Mr Lewis claimed on the BBC’s The Week In Westminster programme that the Prime Minister “feels that he’s lost control”.
He said: “You see a Labour Prime Minister who feels that he’s lost control within the first year.
“We don’t have the luxury of carrying on this way with someone who I think increasingly, I’m sorry to say, just doesn’t seem up to the job.”
Sir Keir Starmer defended Lord Mandelson in Parliament despite it being claimed that Downing Street knew of the damning emails between the latter and Jeffrey Epstein.
Government officials were sent details of the cache of emails on Tuesday, a day before the Prime Minister told the Commons he had confidence in the then ambassador to the US. In the messages, Lord Mandelson urged his “best pal” Epstein to apply for early release after his conviction for child sex offences.
The Times reported that the disclosure contained a number of the more shocking email exchanges between the peer and the paedophile.
The newspaper also claimed there was already growing disquiet within No 10 about the emails at this point, but that their authenticity was not certain until Wednesday.

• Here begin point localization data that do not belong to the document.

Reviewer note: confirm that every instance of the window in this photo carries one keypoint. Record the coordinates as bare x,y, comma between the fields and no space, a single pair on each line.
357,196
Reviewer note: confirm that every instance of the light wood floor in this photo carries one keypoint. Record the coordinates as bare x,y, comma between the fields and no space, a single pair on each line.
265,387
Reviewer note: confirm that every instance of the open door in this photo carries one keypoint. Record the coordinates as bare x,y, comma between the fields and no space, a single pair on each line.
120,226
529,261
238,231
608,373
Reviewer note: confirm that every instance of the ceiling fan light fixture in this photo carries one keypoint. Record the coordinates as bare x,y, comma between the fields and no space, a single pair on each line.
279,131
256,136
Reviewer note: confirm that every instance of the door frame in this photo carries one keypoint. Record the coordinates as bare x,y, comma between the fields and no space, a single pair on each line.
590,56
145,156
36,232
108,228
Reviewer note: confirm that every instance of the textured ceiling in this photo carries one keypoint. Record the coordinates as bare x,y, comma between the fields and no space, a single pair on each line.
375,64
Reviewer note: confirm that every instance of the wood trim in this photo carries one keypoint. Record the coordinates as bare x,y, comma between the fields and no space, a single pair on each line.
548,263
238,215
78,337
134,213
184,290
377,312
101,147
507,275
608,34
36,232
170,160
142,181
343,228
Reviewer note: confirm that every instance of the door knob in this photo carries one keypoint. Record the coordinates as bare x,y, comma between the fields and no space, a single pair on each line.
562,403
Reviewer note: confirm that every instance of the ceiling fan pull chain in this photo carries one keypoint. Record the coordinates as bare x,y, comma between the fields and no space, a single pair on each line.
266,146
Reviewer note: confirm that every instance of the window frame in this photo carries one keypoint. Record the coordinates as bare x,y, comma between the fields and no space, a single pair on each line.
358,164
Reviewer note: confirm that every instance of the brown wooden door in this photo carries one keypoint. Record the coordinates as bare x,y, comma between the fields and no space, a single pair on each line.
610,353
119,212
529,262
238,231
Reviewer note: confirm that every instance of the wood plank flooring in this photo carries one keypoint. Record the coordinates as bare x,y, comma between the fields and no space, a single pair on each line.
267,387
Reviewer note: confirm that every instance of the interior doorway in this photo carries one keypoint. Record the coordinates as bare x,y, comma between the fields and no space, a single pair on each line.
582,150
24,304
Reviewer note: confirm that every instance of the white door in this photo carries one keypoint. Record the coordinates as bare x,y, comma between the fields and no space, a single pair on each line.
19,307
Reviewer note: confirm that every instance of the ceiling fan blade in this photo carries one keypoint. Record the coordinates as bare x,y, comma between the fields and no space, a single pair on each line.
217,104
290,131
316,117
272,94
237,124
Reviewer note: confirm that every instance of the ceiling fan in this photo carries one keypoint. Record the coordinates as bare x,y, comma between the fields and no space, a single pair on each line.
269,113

It was not until Thursday that Lord Mandelson was sacked, after days of revelations about his friendship with one of the world’s most notorious paedophiles.
Those revelations come as the Prime Minister faces pressure from Labour MPs over his political judgment and handling of the scandal.

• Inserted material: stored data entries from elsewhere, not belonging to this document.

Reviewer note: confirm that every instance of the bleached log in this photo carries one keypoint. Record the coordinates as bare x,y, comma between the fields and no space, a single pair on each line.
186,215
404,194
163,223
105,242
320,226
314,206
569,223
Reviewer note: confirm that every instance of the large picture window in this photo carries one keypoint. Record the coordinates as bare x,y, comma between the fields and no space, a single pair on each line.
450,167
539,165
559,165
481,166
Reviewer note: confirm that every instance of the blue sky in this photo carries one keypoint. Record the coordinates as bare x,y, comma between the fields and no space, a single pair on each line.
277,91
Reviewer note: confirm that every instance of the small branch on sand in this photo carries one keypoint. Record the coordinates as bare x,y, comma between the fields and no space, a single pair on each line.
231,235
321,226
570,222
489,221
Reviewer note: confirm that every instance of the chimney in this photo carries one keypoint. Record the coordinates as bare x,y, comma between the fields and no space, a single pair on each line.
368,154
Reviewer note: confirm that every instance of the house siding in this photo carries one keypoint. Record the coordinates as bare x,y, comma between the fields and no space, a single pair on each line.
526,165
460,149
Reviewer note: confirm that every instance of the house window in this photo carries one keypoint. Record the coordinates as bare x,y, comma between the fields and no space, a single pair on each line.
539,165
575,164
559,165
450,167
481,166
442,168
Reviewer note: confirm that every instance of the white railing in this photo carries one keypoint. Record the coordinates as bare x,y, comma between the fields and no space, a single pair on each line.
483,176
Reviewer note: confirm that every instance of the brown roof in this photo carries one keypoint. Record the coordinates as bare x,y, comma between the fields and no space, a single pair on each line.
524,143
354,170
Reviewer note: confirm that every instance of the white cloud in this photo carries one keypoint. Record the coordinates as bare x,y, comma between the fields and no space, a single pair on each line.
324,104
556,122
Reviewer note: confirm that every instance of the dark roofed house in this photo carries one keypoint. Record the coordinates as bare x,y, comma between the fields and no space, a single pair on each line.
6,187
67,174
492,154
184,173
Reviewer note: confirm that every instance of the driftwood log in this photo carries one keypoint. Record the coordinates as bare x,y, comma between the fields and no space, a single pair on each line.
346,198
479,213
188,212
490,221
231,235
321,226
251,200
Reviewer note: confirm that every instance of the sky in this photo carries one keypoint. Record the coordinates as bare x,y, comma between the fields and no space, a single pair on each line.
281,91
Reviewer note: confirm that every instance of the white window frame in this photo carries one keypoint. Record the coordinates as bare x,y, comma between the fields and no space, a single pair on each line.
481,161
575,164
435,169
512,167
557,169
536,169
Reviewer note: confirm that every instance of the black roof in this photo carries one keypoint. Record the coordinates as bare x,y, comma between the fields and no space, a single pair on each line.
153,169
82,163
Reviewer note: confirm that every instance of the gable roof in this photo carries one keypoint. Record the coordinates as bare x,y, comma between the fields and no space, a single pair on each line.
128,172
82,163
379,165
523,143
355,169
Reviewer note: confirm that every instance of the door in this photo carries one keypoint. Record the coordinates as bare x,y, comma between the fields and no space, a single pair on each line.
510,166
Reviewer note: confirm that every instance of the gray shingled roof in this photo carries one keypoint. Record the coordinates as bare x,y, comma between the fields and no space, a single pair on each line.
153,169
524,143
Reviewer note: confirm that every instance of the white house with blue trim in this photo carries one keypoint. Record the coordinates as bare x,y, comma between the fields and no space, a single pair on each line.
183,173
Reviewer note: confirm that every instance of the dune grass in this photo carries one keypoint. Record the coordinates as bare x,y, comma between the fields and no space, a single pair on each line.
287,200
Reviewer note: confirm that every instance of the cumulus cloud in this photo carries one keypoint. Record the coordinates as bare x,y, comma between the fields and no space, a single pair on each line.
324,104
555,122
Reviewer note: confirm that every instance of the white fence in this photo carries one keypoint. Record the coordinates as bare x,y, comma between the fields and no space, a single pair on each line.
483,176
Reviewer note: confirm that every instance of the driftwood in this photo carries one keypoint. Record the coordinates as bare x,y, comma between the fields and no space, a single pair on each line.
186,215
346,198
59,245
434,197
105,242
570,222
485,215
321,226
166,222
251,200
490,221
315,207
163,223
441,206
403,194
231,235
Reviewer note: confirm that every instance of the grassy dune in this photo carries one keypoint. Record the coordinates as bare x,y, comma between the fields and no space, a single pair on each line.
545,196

The Tories said Downing Street had questions to answer over what Mr McSweeney knew when, and whether he had pushed Sir Keir to publicly defend Lord Mandelson.
Alex Burghart, the shadow Cabinet Office minister, said: “Who in No 10 knew those details? Did Morgan McSweeney?
“Did he advise Starmer to express confidence in his ‘mentor’ Lord Mandelson at PMQs? These questions aren’t going away.”
The dismissal of Lord Mandelson leaves the UK without a permanent ambassador to the US, ahead of Donald Trump’s arrival for the state visit on Tuesday.